Many employees who see wrongdoing in their companies try to navigate the crisis by sounding the alarm inside the company. They go to their supervisor, or maybe further up the ladder.
But if you do that for a securities law violation and then get fired in retaliation, the Supreme Court now says you cannot expect whistleblower protection under the securities laws. Instead, the Supreme Court ruled last week, you can only be considered a whistleblower if you have first gone to the SEC with your allegations.
In Digital Realty Trust, Inc. v. Somers (2018), the Supreme Court considered whether a man who tried to resolve securities law violations "in house" could be protected under the whistleblower protections of the Sarbanes-Oxley Act or the Dodd Frank Act.
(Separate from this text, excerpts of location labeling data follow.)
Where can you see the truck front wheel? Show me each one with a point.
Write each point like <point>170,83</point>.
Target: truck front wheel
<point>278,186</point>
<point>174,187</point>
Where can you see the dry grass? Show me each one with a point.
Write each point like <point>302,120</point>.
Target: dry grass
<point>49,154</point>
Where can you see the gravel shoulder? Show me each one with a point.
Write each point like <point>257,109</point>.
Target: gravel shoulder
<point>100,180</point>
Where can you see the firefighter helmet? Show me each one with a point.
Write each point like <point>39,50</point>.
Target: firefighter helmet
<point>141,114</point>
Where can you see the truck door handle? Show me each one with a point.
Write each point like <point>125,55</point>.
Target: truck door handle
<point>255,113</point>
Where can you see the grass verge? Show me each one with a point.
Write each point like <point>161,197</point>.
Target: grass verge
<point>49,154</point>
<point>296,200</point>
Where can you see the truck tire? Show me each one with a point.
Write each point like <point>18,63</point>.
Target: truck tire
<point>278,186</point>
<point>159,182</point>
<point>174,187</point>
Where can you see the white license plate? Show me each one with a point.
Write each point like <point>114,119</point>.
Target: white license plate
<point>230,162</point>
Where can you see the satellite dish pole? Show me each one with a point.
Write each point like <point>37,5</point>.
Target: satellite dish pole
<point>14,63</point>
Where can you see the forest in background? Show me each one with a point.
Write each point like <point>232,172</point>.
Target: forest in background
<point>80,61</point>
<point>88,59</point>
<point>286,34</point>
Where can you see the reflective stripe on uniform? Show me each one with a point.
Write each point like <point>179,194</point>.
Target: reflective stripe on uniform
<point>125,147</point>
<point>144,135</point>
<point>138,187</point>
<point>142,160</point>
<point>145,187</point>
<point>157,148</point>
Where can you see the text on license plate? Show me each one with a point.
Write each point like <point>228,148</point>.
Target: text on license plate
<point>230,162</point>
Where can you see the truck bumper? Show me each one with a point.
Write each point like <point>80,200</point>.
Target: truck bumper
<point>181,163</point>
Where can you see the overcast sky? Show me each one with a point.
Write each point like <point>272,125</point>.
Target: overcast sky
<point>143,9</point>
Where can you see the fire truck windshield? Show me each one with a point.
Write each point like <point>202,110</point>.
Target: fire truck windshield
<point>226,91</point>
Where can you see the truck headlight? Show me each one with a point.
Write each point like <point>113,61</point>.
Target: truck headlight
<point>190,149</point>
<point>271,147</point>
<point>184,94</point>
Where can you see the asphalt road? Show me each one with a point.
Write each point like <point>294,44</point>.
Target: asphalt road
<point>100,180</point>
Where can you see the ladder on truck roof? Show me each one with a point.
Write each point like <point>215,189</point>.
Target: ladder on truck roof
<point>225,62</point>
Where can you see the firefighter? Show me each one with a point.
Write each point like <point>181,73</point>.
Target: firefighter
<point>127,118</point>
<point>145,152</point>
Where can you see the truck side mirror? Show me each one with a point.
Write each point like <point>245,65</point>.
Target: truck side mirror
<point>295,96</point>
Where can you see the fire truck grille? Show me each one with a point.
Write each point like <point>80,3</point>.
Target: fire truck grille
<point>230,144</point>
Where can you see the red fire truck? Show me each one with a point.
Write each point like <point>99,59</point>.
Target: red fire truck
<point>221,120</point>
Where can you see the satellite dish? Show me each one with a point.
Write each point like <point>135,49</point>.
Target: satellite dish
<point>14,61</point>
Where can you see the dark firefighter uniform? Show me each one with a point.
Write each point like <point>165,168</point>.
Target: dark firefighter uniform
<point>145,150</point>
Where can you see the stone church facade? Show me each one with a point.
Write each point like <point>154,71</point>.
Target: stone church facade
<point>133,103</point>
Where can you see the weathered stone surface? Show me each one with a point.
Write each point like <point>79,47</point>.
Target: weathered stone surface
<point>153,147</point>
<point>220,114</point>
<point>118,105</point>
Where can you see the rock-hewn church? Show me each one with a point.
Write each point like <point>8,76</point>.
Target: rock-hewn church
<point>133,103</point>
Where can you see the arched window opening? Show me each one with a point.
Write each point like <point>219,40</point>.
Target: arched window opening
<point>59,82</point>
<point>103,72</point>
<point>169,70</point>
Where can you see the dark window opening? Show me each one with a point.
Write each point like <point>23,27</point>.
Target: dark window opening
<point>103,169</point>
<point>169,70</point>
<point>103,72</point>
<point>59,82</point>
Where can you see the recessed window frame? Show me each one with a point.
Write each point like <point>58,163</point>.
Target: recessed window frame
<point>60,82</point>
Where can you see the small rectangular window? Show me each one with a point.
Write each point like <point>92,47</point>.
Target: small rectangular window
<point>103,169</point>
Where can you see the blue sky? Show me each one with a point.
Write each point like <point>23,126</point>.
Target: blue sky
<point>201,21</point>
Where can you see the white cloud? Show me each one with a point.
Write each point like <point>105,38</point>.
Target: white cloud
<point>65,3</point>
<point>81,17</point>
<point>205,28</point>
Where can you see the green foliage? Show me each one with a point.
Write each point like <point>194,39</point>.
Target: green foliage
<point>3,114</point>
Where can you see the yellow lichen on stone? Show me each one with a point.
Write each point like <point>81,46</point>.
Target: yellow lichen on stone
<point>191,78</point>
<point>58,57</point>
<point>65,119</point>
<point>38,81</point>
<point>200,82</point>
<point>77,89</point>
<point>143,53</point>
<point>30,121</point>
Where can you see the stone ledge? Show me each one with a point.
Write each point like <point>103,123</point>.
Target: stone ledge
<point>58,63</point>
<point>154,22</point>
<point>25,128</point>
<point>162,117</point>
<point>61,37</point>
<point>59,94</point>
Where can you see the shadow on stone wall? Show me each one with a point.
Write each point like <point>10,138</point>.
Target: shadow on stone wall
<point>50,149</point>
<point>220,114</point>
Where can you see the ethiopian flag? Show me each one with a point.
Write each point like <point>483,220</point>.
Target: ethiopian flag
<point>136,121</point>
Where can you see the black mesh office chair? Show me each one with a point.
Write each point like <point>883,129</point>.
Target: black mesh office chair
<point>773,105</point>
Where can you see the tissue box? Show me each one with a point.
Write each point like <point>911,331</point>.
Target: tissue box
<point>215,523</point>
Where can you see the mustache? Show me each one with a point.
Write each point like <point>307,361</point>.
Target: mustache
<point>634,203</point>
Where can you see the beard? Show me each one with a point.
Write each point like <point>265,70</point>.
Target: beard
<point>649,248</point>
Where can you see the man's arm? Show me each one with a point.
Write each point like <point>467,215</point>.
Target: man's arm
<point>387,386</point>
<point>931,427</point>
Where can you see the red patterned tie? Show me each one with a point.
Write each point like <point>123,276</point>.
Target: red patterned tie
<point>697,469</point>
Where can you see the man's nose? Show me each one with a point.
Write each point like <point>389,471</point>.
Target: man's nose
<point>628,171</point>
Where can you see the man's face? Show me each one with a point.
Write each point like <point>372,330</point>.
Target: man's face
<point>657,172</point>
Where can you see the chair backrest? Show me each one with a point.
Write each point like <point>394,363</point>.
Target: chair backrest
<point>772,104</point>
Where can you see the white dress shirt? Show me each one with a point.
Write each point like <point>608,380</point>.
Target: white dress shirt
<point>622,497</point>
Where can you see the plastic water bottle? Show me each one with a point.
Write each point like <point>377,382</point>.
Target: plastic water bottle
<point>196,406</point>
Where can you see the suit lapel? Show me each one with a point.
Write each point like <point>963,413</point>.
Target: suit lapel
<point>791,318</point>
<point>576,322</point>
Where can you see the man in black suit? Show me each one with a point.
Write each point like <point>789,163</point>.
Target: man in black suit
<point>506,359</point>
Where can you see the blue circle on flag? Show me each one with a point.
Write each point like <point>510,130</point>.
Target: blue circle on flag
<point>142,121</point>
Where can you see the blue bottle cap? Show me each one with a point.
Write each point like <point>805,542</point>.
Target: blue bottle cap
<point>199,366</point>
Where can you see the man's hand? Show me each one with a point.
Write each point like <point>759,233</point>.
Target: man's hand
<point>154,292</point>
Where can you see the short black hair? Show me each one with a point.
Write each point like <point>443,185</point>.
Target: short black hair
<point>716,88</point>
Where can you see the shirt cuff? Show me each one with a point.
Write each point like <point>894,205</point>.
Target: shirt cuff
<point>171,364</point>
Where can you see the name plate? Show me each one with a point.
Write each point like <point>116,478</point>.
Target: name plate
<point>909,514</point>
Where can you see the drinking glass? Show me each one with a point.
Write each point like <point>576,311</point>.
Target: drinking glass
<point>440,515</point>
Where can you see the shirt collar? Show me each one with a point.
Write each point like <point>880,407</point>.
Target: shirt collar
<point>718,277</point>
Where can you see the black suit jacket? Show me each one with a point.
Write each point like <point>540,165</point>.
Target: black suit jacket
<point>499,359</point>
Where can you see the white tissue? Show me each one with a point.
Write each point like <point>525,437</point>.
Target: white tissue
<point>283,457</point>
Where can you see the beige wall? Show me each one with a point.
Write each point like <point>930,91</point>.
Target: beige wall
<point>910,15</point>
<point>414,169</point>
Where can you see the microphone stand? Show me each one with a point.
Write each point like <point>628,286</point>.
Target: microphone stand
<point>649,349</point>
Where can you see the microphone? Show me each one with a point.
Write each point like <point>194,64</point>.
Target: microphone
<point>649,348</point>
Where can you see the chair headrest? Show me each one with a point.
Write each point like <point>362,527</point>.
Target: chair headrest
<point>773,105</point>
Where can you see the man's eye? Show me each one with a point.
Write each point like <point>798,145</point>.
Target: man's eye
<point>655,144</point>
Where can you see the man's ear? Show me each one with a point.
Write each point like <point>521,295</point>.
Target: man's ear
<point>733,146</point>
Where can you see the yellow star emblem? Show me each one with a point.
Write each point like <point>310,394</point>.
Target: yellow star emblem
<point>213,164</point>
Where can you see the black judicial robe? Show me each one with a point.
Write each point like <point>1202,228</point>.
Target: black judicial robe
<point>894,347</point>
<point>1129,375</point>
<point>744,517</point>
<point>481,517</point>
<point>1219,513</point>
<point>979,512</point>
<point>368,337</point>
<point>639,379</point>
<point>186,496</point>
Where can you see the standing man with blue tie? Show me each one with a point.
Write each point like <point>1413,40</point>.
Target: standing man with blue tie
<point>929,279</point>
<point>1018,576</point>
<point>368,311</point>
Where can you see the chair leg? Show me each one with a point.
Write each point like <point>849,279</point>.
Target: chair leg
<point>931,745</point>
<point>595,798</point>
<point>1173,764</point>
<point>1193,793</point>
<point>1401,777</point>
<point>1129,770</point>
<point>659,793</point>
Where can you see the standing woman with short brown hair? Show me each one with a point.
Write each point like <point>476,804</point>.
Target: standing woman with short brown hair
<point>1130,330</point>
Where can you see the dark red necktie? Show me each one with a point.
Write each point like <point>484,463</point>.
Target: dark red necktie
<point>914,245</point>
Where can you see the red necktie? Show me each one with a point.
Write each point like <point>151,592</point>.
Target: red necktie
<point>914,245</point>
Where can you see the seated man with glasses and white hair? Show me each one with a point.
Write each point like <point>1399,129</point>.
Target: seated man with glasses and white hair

But the whole point of the whistleblower provision in Dodd-Frank is to urge whistleblowers to come forward and alert the SEC, the Supreme Court ruled. In fact, someone cannot even properly be considered a whistleblower until they have blown the whistle to the SEC, the court ruled.
That might seem like a mess for an employee who sees wrongdoing but also doesn't want to make waves or jeopardize his or her career. But the Supreme Court also pointed out that the Dodd-Frank Act protects a whistleblower's anonymity all the way through.
In fact, whistleblowers are rewarded with a share of the proceeds of the violation. And whisteblowers have received hundreds of millions of dollars by blowing the whistle on securities violations, and their identities have never been revealed.
So the lesson is, if you see a potential securities violation, your best bet is to contact a lawyer about whether it is time to go the SEC.